3 out of 5
Label: Equal Vision
Produced by: J. Robbins
‘Art Offensive’ is a tightly wrapped hardcore art-punk bomb, a strong and solid three-star effort that’s inexcusably exactly what it wants to be as a representative of the grown-up punk scene. Masterful musicians all playing and singing their hearts out, undeniably enthused for each pummeling track, raising J. Robbins up to the level of delivering some of his most meaty production work, unable to distill the heavy groove the band effects. While there are moments that predict some of where the group’s members would go – the staccato interplay of heavy bass and drumming are especially notable in Young Widows – as well as the general evolution of the post-punk scene – Rob Patterson’s monotone-talk shtick on tracks like ‘Gift to the Sea’ could be swapped out with Steve Snere on an early These Arms Are Snakes track – that’s not to peg Black Cross as a transitional music footnote: there’s not a moment on the album when you doubt the cohesiveness of the band or that simply sounds like something else. It’s their own brew of the genre, and proof of how somewhat generic elements – three cord stomps, Patterson’s plaintive vocal style – can burst way past being called generic if everyone brings their A game.
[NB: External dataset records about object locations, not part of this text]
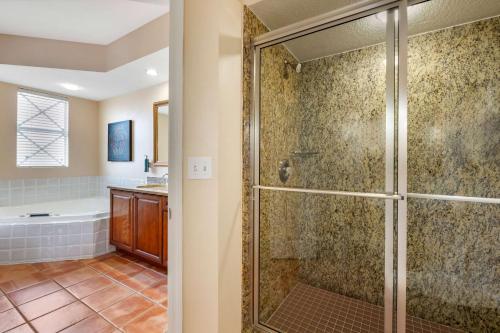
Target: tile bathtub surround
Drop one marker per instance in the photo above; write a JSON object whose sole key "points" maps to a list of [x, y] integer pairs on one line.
{"points": [[82, 296], [16, 192], [51, 241], [317, 233]]}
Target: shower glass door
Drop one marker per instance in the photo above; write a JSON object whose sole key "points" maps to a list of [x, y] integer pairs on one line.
{"points": [[453, 167], [323, 177]]}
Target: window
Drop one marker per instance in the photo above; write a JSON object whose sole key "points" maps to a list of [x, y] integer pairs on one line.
{"points": [[42, 130]]}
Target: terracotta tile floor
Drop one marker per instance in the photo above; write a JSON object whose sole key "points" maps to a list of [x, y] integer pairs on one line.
{"points": [[112, 293], [309, 309]]}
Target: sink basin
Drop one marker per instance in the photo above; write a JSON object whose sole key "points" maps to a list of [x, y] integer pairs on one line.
{"points": [[155, 186]]}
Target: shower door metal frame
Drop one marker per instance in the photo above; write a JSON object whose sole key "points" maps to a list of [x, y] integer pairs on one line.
{"points": [[316, 24], [295, 31]]}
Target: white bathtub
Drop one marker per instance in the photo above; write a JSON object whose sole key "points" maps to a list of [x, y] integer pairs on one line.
{"points": [[74, 229]]}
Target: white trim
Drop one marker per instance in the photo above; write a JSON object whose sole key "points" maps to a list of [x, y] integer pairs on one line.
{"points": [[175, 158]]}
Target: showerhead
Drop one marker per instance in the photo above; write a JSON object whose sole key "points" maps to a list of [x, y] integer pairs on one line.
{"points": [[297, 68]]}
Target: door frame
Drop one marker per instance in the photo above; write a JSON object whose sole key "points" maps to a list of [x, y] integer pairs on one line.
{"points": [[309, 26], [175, 158]]}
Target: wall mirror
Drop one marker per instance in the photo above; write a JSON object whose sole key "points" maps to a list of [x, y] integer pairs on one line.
{"points": [[160, 137]]}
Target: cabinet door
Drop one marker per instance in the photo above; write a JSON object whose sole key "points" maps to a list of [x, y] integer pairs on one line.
{"points": [[165, 233], [148, 227], [122, 208]]}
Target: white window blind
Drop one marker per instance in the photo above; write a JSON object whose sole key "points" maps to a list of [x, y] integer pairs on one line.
{"points": [[42, 130]]}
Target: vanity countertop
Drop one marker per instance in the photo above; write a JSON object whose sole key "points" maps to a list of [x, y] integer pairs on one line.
{"points": [[160, 190]]}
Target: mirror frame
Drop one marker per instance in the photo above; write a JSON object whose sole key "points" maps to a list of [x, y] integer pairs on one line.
{"points": [[156, 105]]}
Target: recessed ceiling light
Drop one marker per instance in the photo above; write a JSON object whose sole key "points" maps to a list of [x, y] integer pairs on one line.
{"points": [[152, 72], [71, 86]]}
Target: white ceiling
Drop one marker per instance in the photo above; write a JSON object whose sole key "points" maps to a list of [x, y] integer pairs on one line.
{"points": [[96, 85], [423, 17], [85, 21]]}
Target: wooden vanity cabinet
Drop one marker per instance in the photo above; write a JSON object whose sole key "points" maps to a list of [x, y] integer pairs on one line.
{"points": [[122, 212], [139, 226]]}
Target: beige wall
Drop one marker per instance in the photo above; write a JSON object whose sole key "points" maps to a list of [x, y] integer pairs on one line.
{"points": [[163, 137], [138, 107], [212, 127], [83, 139], [18, 50]]}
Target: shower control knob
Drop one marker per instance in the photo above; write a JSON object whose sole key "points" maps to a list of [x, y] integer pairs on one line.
{"points": [[284, 170]]}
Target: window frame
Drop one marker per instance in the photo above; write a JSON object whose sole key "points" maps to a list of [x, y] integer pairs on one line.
{"points": [[65, 131]]}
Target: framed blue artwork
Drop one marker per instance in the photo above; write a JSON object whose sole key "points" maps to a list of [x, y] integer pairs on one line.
{"points": [[120, 141]]}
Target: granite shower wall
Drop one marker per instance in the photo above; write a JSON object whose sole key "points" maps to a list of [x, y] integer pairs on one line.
{"points": [[337, 243], [454, 149], [279, 218]]}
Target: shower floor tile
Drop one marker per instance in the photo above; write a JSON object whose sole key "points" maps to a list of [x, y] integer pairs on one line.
{"points": [[309, 309], [108, 294]]}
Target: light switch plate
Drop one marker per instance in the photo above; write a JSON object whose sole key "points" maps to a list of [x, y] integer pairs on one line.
{"points": [[199, 167]]}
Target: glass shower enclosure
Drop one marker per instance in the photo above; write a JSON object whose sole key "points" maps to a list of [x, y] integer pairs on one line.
{"points": [[375, 149]]}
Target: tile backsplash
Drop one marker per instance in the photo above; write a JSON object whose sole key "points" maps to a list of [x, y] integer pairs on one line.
{"points": [[15, 192]]}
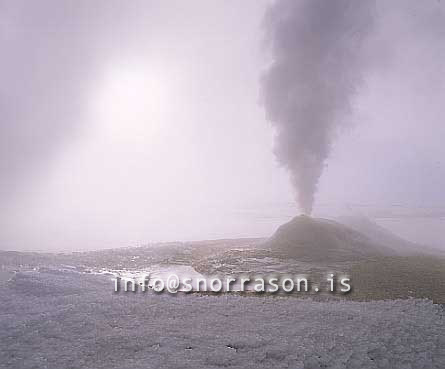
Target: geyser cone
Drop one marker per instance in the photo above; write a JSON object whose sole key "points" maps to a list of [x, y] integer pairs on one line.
{"points": [[317, 239]]}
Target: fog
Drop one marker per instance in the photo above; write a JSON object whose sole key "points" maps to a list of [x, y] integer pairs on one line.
{"points": [[123, 124]]}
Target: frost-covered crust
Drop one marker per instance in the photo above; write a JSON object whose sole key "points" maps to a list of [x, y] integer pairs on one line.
{"points": [[67, 320]]}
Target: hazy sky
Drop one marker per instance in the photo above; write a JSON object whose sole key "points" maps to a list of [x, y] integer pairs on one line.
{"points": [[122, 123]]}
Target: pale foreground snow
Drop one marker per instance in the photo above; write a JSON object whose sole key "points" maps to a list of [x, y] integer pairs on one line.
{"points": [[65, 320]]}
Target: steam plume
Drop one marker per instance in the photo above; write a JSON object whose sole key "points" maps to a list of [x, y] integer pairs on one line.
{"points": [[307, 90]]}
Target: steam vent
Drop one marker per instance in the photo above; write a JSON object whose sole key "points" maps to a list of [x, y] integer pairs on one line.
{"points": [[322, 240]]}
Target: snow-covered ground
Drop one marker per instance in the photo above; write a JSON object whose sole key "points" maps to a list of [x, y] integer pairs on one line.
{"points": [[62, 319]]}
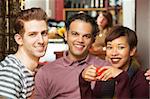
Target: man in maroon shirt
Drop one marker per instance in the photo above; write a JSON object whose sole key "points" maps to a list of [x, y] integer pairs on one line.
{"points": [[60, 79]]}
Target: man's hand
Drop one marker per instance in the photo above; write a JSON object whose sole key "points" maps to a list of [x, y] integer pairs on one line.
{"points": [[89, 73]]}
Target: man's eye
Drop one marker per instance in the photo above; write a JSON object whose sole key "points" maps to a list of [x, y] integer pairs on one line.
{"points": [[87, 36], [74, 33], [121, 47], [32, 34], [108, 47], [45, 33]]}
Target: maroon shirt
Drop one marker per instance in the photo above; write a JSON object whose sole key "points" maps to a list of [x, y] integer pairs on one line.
{"points": [[129, 84], [60, 79]]}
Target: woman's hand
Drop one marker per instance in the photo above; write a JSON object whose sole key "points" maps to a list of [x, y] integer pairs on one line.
{"points": [[89, 73], [108, 72]]}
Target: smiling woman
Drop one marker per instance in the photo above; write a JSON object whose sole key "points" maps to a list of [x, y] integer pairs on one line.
{"points": [[125, 70]]}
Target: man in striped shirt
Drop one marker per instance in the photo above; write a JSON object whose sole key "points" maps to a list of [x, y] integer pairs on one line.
{"points": [[17, 70]]}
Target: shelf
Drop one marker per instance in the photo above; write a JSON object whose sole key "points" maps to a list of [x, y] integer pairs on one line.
{"points": [[89, 10]]}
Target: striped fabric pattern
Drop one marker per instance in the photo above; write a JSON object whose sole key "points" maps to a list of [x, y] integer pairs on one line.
{"points": [[16, 81]]}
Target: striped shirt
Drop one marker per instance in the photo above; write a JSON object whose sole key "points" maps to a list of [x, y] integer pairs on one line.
{"points": [[16, 81]]}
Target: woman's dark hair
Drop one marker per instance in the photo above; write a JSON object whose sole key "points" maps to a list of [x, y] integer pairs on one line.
{"points": [[119, 31], [109, 18]]}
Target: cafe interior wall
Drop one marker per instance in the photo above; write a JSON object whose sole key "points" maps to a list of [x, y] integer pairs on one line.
{"points": [[135, 16]]}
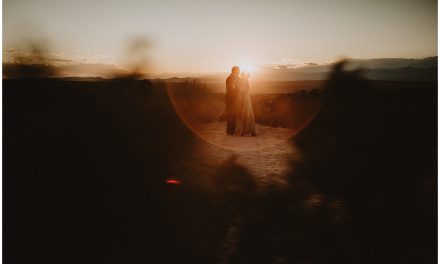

And with the intelligent, clearly delivered lyrics, smartly volleying between hardcore snarls and fist-pumping shouts, and the occasional flourishes of stop/start dynamics and twists to the end or bridge of a song paired against some straight-forward minute long punk blasts, that’s clearly the case. The cost of all this energy, though, is that there’s nary a moment to breathe. You’ll be hard pressed to point out when it goes from one track to another, which is sort of a stuttering experience that results in the disc seeming almost like a live show where there’s another group waiting in the wings and so Black Cross must rush through their set. While this keeps adrenaline high, for an album it masks the inventiveness sprinkled throughout, making those more typical punk blasts the dominant sound that remains and mostly what prevents it from making a lasting impression beyond that energy. Still, it’s perhaps smarter that the group decided to keep things so compact as opposed to adding room for the sake of more effective sequencing.